Terms are ordered according to the file’s byte order. Concatenating their decoded outputs yields the requested file region.
Gaps are not allowed. If gaps exist, the reconstruction would not produce a contiguous byte stream.

Multiple Terms per Xorb and Coalescing

A file may contain multiple terms that reference the same xorb, potentially with disjoint chunk ranges. This enables deduplication across distant parts of the file.
When multiple terms target overlapping or adjacent chunk ranges within the same xorb, implementations may coalesce these into a single retrieval to reduce I/O and request overhead, while preserving the term-level reconstruction semantics.

Chunk and Byte Boundaries

Chunk ranges are specified in chunk index space, not byte offsets. The decoded size of each chunk is not required to be uniform.
The byte length contributed by a term equals the sum of the decoded sizes of its referenced chunks, minus any initial skip or final truncation when reconstructing sub-ranges.
Slicing within a term (for sub-range reconstruction) happens at byte granularity in the decoded output of the addressed chunk sequence.

Determinism and Integrity

The xorb hash binds the identity of the underlying chunk set to its content. If the xorb hash is correct and the specified chunk range is retrieved and decoded as defined, the resulting bytes are deterministic.
A file-level identity (e.g., a cryptographic hash of the reconstructed bytes) can be validated by reconstructing and hashing the result.

Example (Conceptual)

Assume a file is represented by the following ordered terms:

Term	Xorb hash (conceptual)	Chunk range
1	X1	[0, 5)
2	X2	[3, 8)
3	X1	[9, 12)

Reconstruction proceeds by obtaining chunks 0,1,2,3,4 from xorb X1, chunks 3,4,5,6,7 from xorb X2, and chunks 9,10,11 from xorb X1, decoding each contiguous range, and concatenating in the term order 1 → 2 → 3.
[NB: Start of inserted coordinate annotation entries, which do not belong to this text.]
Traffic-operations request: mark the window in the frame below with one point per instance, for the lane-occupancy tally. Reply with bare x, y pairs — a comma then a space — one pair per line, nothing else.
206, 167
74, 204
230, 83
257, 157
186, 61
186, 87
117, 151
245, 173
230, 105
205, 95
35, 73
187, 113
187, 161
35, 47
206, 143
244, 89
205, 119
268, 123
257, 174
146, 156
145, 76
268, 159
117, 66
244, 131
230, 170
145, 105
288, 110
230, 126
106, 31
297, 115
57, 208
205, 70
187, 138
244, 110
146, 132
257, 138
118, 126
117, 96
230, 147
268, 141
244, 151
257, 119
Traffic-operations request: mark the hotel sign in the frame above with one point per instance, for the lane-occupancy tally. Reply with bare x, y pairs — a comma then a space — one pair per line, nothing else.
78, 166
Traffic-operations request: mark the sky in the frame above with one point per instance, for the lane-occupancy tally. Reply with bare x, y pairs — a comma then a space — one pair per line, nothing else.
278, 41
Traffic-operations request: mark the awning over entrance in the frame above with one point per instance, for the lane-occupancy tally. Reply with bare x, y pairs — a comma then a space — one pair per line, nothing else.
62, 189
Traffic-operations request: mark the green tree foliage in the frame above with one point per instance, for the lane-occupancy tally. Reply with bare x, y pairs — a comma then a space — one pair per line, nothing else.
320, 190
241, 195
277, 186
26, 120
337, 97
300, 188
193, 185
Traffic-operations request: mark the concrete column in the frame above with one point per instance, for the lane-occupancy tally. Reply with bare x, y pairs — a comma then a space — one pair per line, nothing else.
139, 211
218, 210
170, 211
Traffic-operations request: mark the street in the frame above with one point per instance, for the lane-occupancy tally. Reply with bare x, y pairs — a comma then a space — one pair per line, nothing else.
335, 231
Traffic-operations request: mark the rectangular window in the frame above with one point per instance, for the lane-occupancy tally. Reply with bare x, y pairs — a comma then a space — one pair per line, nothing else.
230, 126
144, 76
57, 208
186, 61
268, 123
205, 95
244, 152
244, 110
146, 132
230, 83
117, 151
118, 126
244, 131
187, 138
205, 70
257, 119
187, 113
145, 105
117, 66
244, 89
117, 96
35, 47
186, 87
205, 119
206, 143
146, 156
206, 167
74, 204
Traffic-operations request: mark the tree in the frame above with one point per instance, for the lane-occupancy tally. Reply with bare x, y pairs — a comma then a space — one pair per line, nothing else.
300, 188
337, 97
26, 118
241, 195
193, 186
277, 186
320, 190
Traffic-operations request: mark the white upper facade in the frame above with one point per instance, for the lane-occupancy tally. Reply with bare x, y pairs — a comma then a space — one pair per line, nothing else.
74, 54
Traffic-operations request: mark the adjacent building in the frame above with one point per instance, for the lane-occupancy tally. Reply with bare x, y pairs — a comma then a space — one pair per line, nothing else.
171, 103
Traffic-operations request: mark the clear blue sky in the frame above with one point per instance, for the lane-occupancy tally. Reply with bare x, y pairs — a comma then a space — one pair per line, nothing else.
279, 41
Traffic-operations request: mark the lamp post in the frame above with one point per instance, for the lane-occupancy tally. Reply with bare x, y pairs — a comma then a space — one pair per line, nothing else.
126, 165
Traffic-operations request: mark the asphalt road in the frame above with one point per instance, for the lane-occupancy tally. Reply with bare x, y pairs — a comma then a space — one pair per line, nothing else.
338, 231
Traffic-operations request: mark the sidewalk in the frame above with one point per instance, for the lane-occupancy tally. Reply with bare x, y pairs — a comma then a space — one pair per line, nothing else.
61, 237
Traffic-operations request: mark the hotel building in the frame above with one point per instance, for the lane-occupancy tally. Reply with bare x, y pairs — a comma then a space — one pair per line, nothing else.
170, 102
Serialization and Deserialization

This section summarizes how the term-based reconstruction is persisted and exchanged.

Serialization into shards (file info section)

A file’s reconstruction can be serialized into a shard as part of its file info section. Conceptually, this section encodes the complete set of terms that describe the file. When stored this way, the representation is canonical and sufficient to reconstruct the full file solely from its referenced xorb ranges.

Reference: shard format file info

Deserialization from the reconstruction API (JSON)

A reconstruction API can return a JSON object that carries the full reconstruction. This response is represented by a structure named “QueryReconstructionResponse”, where the terms key enumerates the ordered list of terms required to reconstruct the entire file. The terms list contains, for each term, the xorb identifier and the contiguous chunk index range to retrieve. Other fields may provide auxiliary details (such as offsets or fetch hints) that optimize retrieval without altering the meaning of the terms sequence.

Reference: api.md, download protocol

Fragmentation and Why Longer Ranges Matter

Fragmentation refers to representing a file with many very short, scattered ranges across many xorbs. While this can maximize deduplication opportunities, it often harms read performance and increases overhead.

Meaning of fragmentation: The file’s byte stream is assembled from numerous small term ranges, potentially spanning many xorbs. This implies more lookups, more range fetches, and poorer locality.
Costs of fragmentation:
Larger reconstruction objects
Potentially more network requests (overhead per request)
Why prioritize longer ranges:
Fewer, longer ranges reduce round-trips and enable more sequential reads
Simpler scheduling and write patterns during reconstruction

In practice there is a balance: longer ranges improve reconstruction performance, while finer granularity can increase deduplication savings. Favoring longer contiguous chunk ranges within the same xorb, and coalescing adjacent or overlapping ranges when feasible, helps maintain good read performance without sacrificing correctness. In xet-core we use a fragmentation prevention mechanism that targets that the average term contains 8 chunks.